In the fall of 2017, Vlad from the YouTube channel Garage 54 ENG left a Lada Samara for dead at the bottom of a lake. Then, early this year, he recovered it and tried to get it running. Here’s how that worked out.
You may recall that this very YouTube team buried three cars for a year, then dug them up and tried getting them running. That was a tall order, considering how much water got into the vehicles’ engines, so you can imagine that the odds were stacked against this poor, red Lada Samara, which spent six months at the bottom of a lake.

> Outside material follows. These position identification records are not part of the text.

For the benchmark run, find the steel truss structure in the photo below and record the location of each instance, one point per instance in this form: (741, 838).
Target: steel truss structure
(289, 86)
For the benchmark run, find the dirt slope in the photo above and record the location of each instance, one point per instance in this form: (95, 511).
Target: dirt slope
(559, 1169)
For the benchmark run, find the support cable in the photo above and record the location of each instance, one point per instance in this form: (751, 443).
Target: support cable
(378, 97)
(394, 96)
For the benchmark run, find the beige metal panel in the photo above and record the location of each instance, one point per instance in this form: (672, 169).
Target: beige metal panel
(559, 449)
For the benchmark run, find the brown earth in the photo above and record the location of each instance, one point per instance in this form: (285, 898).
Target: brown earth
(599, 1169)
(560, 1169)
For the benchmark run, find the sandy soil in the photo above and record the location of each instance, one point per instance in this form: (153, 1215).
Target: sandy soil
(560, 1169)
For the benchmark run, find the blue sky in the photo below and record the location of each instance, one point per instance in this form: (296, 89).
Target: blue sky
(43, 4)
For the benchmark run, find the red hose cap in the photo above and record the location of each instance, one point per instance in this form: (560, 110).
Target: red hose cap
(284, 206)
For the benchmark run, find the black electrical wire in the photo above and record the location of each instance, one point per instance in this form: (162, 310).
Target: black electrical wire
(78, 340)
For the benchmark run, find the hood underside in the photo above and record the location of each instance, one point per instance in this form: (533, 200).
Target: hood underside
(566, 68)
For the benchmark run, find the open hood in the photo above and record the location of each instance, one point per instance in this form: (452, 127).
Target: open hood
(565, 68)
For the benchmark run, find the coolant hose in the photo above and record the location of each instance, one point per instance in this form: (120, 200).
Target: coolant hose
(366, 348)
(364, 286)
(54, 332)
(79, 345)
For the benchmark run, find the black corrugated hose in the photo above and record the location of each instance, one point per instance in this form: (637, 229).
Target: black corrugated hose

Here’s the video showing Vlad and his team draining the car’s coolant, oil, and fuel, and then dropping the poor Russian sedan into the shallow end of a lake:
Throwing the car—which had a ruined transmission but which otherwise ran okay—into shallow water ended up ruining the car’s roof due to the pressure from the ice, as you’ll see in this video in which Vlad’s team recovers the car and tries to get it running:
Incredibly, after yanking the filthy, dripping junker from the lake, Vlad zips out the spark plugs, throws in a new battery, and gets the engine to turn over and shoot the lake water from its cylinders. With some fresh oil, a bit of starting fluid, and some gasoline, as well as a bit of compressed air to dry out some of the electrical connections, he actually gets the machine to run.
He doesn’t drive it, presumably because the transmission was junk even before it went into the lake, but that doesn’t detract from the impressive fact that his Lada actually fired up after a full six months underwater.
As the British car show Fifth Gear taught us few years ago, it’s not a huge deal to fire up a car whose engine has taken in water, so long as you haven’t bent the rods. But to do so after six months with such relative ease? I kind of want a Lada Samara now, and that’s not somethig I ever thought I’d say.